Family-Based CBT Beats Active Control in Paediatric OCD — But the Margin Is Smaller Than We Like to Say
- Single-centre RCT, n=130 children and adolescents (8–17 years, 52.3% female, mean age 13.3, mean CY-BOCS 25.8) randomised 1:1 to 14 sessions of family-based CBT with ERP (FCBT, n=64) versus family-based psychoeducation and relaxation training (FPRT, n=66).
- End-of-treatment CY-BOCS was significantly lower for FCBT than FPRT: 15.9 (SD=8.7) vs 19.9 (SD=8.1); between-group estimate −3.89, 95%CI [−6.83, −0.96], p=0.01, Cohen's d=0.47, 95%CI [0.09, 0.85].
- The −3.89-point advantage fell **below** the predefined minimal clinically important difference of 4 points — the trial met statistical but not clinical significance on the primary endpoint.
- Adverse events on the Negative Effects Questionnaire (NEQ-20) showed no significant group differences; dropout was higher in FPRT (12 vs 4) — exposure was not less tolerable than psychoeducation.

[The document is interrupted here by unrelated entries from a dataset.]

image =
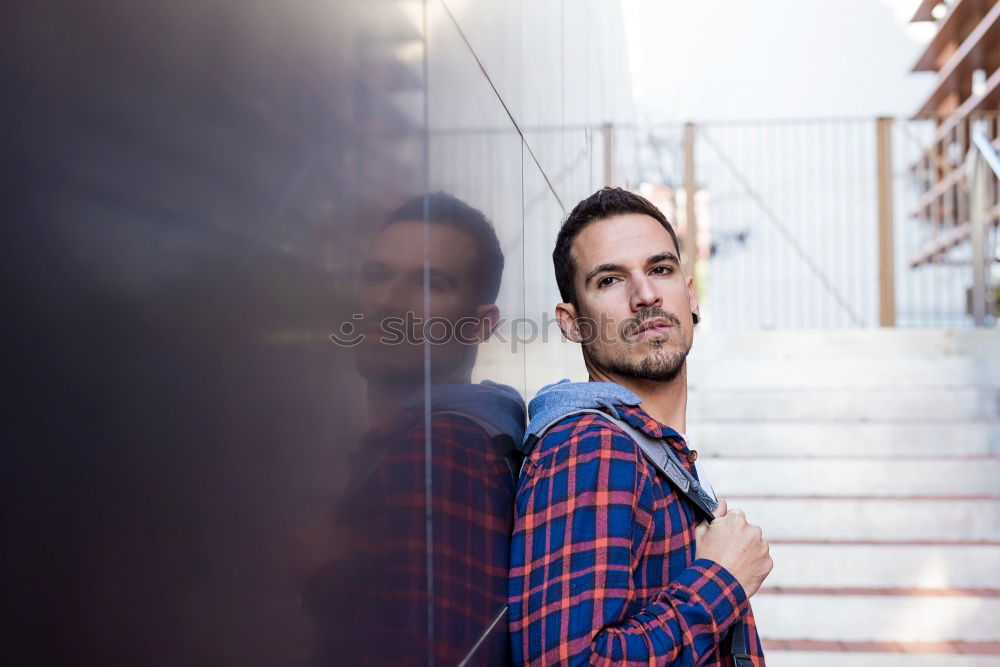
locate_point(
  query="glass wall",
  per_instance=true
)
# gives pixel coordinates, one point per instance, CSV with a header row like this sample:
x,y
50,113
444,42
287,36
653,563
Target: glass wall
x,y
254,253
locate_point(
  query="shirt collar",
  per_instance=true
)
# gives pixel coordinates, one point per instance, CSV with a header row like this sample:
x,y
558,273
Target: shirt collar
x,y
638,418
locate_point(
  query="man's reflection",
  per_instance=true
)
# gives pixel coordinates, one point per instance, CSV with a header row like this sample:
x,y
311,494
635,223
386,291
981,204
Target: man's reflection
x,y
426,519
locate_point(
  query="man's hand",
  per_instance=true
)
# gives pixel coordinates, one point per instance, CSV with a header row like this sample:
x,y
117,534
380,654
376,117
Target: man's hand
x,y
736,545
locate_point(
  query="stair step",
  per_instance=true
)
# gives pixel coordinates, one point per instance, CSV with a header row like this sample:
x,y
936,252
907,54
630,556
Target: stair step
x,y
884,520
846,344
882,618
832,373
948,404
886,565
881,654
839,438
847,477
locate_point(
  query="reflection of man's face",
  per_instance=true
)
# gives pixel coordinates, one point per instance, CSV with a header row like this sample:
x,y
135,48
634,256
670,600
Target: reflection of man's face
x,y
629,282
392,284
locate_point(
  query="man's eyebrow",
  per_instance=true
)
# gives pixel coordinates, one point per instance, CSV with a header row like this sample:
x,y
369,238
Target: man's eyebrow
x,y
601,268
663,257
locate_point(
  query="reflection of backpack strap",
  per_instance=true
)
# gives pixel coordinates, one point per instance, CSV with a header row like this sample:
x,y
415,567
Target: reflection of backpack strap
x,y
665,460
501,440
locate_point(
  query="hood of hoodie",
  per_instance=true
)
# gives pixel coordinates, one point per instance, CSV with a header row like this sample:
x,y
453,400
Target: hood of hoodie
x,y
499,405
561,398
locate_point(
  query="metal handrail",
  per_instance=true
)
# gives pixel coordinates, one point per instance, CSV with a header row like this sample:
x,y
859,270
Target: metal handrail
x,y
987,150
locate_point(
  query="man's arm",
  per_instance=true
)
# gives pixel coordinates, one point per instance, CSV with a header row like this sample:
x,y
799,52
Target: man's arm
x,y
583,517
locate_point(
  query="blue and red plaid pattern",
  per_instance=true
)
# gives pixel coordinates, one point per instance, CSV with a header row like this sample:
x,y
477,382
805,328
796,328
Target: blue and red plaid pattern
x,y
602,557
376,605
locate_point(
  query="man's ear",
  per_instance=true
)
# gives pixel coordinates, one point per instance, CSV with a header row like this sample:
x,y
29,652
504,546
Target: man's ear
x,y
693,300
566,316
489,317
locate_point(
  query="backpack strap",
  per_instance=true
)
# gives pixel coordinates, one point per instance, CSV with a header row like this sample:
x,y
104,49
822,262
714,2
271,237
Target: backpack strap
x,y
665,460
658,453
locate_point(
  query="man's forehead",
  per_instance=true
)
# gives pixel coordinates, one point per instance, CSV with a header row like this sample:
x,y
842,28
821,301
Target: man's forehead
x,y
630,236
403,241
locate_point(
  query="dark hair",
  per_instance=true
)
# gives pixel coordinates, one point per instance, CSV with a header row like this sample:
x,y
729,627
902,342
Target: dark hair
x,y
605,203
445,209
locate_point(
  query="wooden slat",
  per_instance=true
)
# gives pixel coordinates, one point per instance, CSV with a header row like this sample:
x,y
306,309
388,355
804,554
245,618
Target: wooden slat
x,y
981,43
950,30
950,239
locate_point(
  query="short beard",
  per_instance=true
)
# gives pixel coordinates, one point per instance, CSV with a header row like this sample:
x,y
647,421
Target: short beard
x,y
660,366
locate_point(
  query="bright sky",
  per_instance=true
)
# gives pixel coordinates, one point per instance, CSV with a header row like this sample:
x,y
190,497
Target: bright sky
x,y
757,59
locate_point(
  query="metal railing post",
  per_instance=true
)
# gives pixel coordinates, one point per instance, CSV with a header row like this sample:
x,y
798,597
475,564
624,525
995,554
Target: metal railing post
x,y
976,168
690,248
886,261
608,131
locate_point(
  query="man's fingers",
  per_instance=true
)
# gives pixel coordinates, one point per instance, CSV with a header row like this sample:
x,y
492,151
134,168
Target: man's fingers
x,y
722,508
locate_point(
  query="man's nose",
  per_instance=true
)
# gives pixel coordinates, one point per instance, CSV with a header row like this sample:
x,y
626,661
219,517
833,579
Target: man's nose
x,y
644,294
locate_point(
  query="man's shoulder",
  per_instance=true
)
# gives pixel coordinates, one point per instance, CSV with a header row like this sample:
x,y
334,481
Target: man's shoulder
x,y
583,431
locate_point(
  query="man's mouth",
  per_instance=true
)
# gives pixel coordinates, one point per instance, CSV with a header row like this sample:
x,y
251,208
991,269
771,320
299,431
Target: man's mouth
x,y
656,326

For two decades the field has cited paediatric OCD CBT effect sizes that come almost entirely from waitlist-controlled trials. TECTO is one of the few large RCTs to compare exposure-based CBT against an active psychological control delivered with the same intensity, by the same kind of clinicians, with the same family involvement. The outcome is sobering: ERP wins, but by less than a Y-BOCS notch.
What the data actually shows
The Copenhagen team designed TECTO specifically to neutralise the inflation that comes from comparing a structured therapy against "treatment as usual" or a waiting list. Both arms got 14 weekly family-based sessions; both arms had homework; both arms had warm therapists. The only systematic difference was whether the child was guided into exposure with response prevention or guided into relaxation and education about anxiety.

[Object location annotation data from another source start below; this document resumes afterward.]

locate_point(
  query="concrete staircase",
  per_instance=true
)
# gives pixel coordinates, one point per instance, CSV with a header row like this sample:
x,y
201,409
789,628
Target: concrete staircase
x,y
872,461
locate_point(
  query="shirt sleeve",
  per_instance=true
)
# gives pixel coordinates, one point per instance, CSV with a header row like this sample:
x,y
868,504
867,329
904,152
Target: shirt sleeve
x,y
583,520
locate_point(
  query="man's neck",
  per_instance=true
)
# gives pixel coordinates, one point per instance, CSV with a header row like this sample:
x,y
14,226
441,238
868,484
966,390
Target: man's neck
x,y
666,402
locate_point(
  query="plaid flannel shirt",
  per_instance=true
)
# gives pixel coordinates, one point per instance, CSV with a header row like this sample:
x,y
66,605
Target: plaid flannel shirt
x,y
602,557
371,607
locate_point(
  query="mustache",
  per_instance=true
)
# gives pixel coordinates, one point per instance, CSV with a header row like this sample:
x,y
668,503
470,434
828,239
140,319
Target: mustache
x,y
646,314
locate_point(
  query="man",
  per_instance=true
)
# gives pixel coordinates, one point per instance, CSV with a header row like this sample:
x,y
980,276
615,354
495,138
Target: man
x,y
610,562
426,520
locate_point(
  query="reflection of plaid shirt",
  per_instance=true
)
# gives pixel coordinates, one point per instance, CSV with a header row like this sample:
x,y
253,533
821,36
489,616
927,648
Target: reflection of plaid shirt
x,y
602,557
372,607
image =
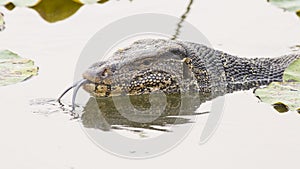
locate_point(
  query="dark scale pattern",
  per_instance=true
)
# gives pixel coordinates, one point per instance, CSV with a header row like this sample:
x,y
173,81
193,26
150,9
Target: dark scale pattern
x,y
219,69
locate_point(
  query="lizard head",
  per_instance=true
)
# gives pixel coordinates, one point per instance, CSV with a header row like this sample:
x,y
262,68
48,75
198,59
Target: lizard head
x,y
143,67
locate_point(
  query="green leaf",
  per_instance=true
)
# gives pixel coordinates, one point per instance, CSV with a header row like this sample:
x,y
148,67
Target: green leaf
x,y
292,73
21,3
289,5
282,95
56,10
14,69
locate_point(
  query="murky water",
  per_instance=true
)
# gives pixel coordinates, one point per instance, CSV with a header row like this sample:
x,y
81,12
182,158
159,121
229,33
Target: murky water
x,y
249,129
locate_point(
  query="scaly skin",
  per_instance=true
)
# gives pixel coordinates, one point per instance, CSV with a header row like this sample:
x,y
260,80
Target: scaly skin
x,y
171,66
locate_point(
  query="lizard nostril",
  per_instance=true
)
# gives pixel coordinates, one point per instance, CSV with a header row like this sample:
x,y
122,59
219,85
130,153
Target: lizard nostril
x,y
104,74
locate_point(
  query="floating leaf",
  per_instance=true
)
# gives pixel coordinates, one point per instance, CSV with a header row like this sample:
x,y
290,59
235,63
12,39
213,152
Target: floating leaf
x,y
86,1
21,3
292,73
281,107
4,2
289,5
56,10
281,93
14,69
10,6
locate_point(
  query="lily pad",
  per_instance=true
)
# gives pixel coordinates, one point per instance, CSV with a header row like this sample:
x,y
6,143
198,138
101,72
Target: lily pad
x,y
86,1
2,23
284,96
14,69
292,73
289,5
56,10
20,3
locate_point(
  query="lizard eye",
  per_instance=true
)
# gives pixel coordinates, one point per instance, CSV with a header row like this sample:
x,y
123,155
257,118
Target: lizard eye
x,y
104,73
146,62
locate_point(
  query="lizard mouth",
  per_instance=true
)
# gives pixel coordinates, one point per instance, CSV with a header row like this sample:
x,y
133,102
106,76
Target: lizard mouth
x,y
97,89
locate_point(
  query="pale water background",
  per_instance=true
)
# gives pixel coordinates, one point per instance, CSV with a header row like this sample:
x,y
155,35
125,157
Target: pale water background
x,y
251,134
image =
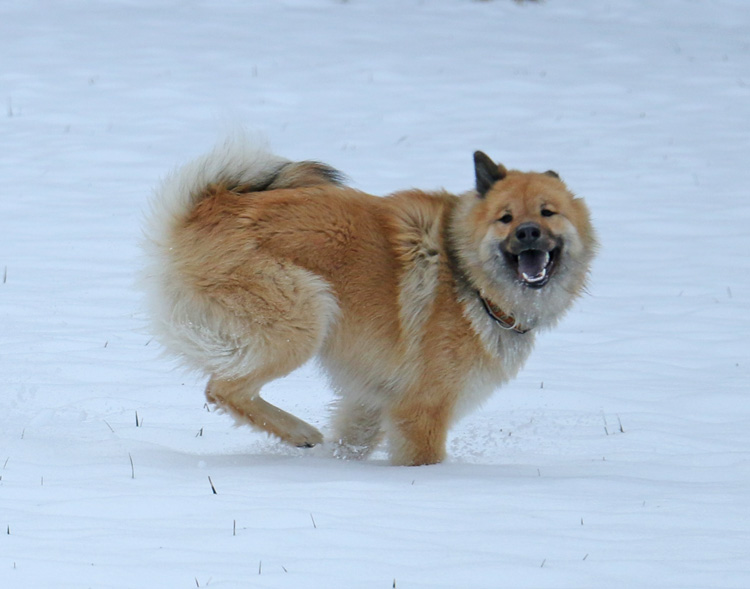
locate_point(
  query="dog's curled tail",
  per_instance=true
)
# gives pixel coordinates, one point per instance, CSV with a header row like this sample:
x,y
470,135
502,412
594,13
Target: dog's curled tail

Mean CY-BOCS dropped by ~9.9 points in the FCBT arm (25.8 → 15.9) and by ~5.9 points in FPRT (25.8 → 19.9). Both arms moved. ERP moved further. But the 4-point gap that would have crossed the prespecified MCID was not reached — the upper bound of the confidence interval (−0.96) just barely excluded zero.

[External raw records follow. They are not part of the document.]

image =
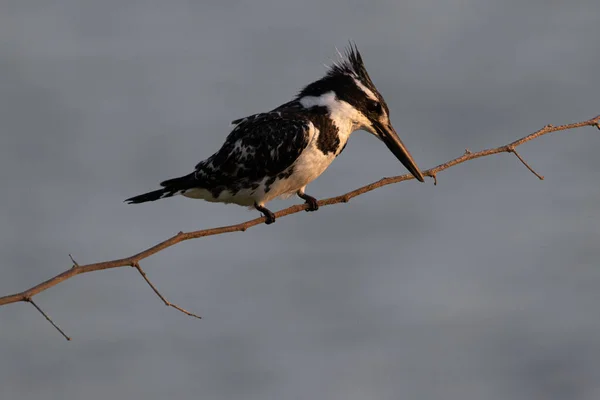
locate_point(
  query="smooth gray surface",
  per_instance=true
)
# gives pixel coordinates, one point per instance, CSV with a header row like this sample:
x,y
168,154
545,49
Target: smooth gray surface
x,y
484,287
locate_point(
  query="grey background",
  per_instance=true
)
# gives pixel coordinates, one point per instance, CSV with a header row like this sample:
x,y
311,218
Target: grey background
x,y
484,287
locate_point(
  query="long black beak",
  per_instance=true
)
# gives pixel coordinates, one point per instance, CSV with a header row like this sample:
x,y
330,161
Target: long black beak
x,y
389,136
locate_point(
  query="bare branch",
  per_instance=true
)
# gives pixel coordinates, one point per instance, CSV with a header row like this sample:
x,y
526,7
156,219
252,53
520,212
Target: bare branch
x,y
167,303
75,265
527,165
181,236
48,318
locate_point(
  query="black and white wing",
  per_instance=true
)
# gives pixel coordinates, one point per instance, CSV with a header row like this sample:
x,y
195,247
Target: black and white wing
x,y
259,146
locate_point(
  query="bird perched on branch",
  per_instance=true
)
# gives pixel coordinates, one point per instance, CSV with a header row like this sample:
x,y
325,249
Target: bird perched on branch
x,y
277,153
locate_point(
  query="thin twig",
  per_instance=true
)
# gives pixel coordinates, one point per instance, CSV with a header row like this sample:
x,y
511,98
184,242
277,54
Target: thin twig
x,y
514,151
167,303
75,265
48,318
181,236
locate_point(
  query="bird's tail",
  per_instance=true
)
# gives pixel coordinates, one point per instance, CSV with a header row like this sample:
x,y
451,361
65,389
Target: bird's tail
x,y
172,187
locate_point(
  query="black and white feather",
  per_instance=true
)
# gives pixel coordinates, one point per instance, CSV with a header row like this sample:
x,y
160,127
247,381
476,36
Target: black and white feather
x,y
277,153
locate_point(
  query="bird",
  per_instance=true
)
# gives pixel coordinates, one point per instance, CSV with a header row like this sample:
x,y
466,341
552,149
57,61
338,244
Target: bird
x,y
276,154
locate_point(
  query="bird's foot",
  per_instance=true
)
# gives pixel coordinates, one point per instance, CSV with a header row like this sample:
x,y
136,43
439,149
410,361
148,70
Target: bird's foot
x,y
269,216
313,204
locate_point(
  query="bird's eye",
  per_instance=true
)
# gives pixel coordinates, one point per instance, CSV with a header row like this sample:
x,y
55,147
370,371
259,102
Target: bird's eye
x,y
374,106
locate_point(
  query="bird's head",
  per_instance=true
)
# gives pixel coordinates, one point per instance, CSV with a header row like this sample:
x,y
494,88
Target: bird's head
x,y
353,102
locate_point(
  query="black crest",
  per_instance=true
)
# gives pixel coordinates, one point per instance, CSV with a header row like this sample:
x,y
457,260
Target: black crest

There are two honest readings. The first: ERP's true edge over a credible non-exposure intervention is real but modest, around d=0.47, which is roughly half of what the older waitlist-controlled meta-analyses suggested. The second: families and clinicians who cannot access trained ERP providers — a chronic problem outside university clinics — can still get clinically meaningful improvement (mean −5.9 CY-BOCS points) from a structured family programme that any well-supervised therapist can deliver.
For your practice
Two implications, both immediate.
First, when you sit with a family weighing a 14-week ERP programme against the next-best available local option, the conversation changes. The honest framing is no longer "ERP works, the alternative does not" — it is "ERP gives a moderate additional benefit on top of a structured non-exposure programme, with comparable side-effect burden, and slightly better treatment completion." For families terrified of exposure, that framing is more accurate and more respectful.
Second, the modest effect size is a flag for our protocols, not for ERP itself. TECTO used 14 sessions across 16 weeks. Concentrated formats (Bergen B4DT, intensive 5-day delivery) consistently report larger effects in adult and adolescent OCD. If your standard outpatient model shows the TECTO-sized gap, the question is whether dose, density, or family integration is the limiting factor — not whether ERP "works".
ERP beats a credible psychological placebo in paediatric OCD — but by less than a Y-BOCS notch, and the families with the worst access to it should hear that honestly.
Single-centre Danish trial; participants and therapists could not be masked; primary outcome relied on assessor-rated CY-BOCS with some self-report missingness; FPRT was unusually well-designed and may have been more therapeutically active than the typical "active control" in older paediatric OCD trials.